Femme particulièrement active, Scholastique Duquennoy1
avait de bonne heure aidé son propre père dans son commerce de
négociant forain, parcourant avec lui les villes d'au-delà de
l'Escaut et de la Meuse, où se tenaient les grands marchés de
cette époque, et souscrivant ou payant elle-même les traites et
billets à ordre échangés par son père avec les banquiers de
Tourcoing. Cette personne est mon arrière-arrière-grand-mère.
Devenue l'épouse de Louis Lorthiois2, elle continue sa vie un peu
fiévreuse, sans cependant se départir de ses devoirs. Les
combats qui se livrèrent autour de la ville de Tourcoing les 25
et 27 août 1793 la trouvèrent enceinte de son troisième enfant
et sans prendre garde à la loi récente dite du 25 juillet 1793
contre les émigrés, elle sortit de la ville en compagnie de son
mari et de son frère Antoine Duquennoy. Prise à partie par des
Hollandais fuyards, que le succès de nos armes avait obligés à
abandonner Tourcoing, et empêchée de rentrer dans sa ville
natale, elle n'hésita pas à traverser le Rhin et à se
réfugier à Paderborn, en Westphalie, où naquit son fils Floris
en décembre 1793. De ce fait, les époux Lorthiois et Antoine
Duquennoy furent portés sur la liste des émigrés et ayant à
craindre d'en subir toutes les conséquences, avec la privation
de fonctions publiques et la ruine de leur industrie, ils
adressèrent dès le mois de novembre 1797 aux autorités
départementales du Nord, résidant à ce moment à Douai, une
demande régulière en radiation de la liste des émigrés. La
pétition fit écho jusqu'au ministre de la Police à Paris ; une
enquête fut ordonnée et le commissaire près l'administration
communale de Tourcoing ayant suspecté l'authenticité d'un
passeport produit par Louis Lorthiois à l'appui de sa demande en
radiation, on crut devoir perquisitionner chez les intéressés.
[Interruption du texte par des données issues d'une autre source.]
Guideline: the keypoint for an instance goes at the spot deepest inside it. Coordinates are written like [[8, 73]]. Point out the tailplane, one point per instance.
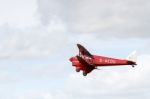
[[83, 51]]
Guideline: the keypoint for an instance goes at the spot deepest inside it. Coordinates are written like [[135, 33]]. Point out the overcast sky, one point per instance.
[[37, 37]]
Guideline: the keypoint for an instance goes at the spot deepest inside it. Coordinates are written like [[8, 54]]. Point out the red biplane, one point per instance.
[[87, 62]]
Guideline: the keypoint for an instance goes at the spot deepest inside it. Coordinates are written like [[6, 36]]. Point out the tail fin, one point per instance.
[[132, 56], [83, 51]]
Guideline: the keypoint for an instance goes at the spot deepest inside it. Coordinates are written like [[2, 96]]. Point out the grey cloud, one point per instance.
[[38, 41], [115, 18]]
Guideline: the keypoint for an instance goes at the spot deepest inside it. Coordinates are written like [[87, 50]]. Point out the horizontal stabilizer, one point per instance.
[[83, 51]]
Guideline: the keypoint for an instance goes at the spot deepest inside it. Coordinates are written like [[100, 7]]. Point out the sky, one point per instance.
[[37, 38]]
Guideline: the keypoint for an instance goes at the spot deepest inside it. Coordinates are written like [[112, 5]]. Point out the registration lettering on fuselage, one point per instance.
[[107, 60]]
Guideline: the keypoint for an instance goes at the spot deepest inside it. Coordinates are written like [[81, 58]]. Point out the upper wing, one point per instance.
[[82, 61], [83, 51]]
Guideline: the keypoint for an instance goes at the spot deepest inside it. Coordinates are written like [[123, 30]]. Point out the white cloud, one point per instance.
[[18, 13], [108, 18], [39, 41]]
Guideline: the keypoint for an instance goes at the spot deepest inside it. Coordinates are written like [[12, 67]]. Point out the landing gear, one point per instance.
[[84, 73]]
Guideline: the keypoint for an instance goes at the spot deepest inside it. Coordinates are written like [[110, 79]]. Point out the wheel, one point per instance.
[[77, 70], [84, 73]]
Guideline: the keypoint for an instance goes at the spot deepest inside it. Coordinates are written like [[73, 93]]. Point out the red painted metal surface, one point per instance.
[[88, 62]]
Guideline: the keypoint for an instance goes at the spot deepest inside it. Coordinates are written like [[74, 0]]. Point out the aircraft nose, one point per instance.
[[71, 59]]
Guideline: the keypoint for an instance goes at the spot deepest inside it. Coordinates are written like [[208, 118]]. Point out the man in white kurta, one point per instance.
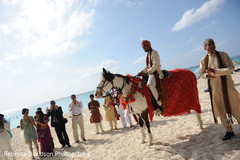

Scholastique prit peur et se déroba ; elle passa de nouveau la
frontière et se réfugia en Suisse. Les fugitifs revinrent au
pays, porteurs de montres de Genève, qu'on conserva longtemps en
famille, en souvenir de cette équipée. Des perquisitions eurent
lieu à Tourcoing et même à Gand, chez ses frères, dont l'un
demeurait à Gand. Les perquisitions n'eurent aucun résultat ;
enfin le ministre de la Police, ayant eu connaissance du lieu de
résidence d'Antoine Duquennoy qui s'était marié depuis peu, en
1798, à Condé-sur-l'Escaut, le fit interroger et cédant aux
habitudes du moment, le mit sous la surveillance de
l'administration communale de Condé. L'affaire n'eut pas de
suites officielles, et chacun ne tarda pas à revenir
définitivement à Tourcoing. Les événements pénibles ne
furent pas un obstacle pour Louis Lorthiois ; sa situation de
fabricant lui avait valu d'être dénoncé personnellement comme
aristocrate à l'époque indéterminée où il habitait la rue
des Ursulines à Tourcoing.
Quand il mourut à l'âge de quarante-six ans, en 1810, il était
père de huit enfants, dont le dernier n'avait pas encore deux
ans. Scholastique lui survécut un peu plus de vingt-cinq ans et
mourut à l'âge de soixante-treize ans.
Anne-Marie Le Grain d'Heilly (1913 - 2000), ma grand-mère.
NOTES
1 - Scholastique Joseph
Duquennoy (1763 - 1836),
arrière-arrière-grand-mère de l'auteur.
2 - Louis Léon Joseph
Lorthiois (1764 - 1810),
arrière-arrière-grand-père de l'auteur.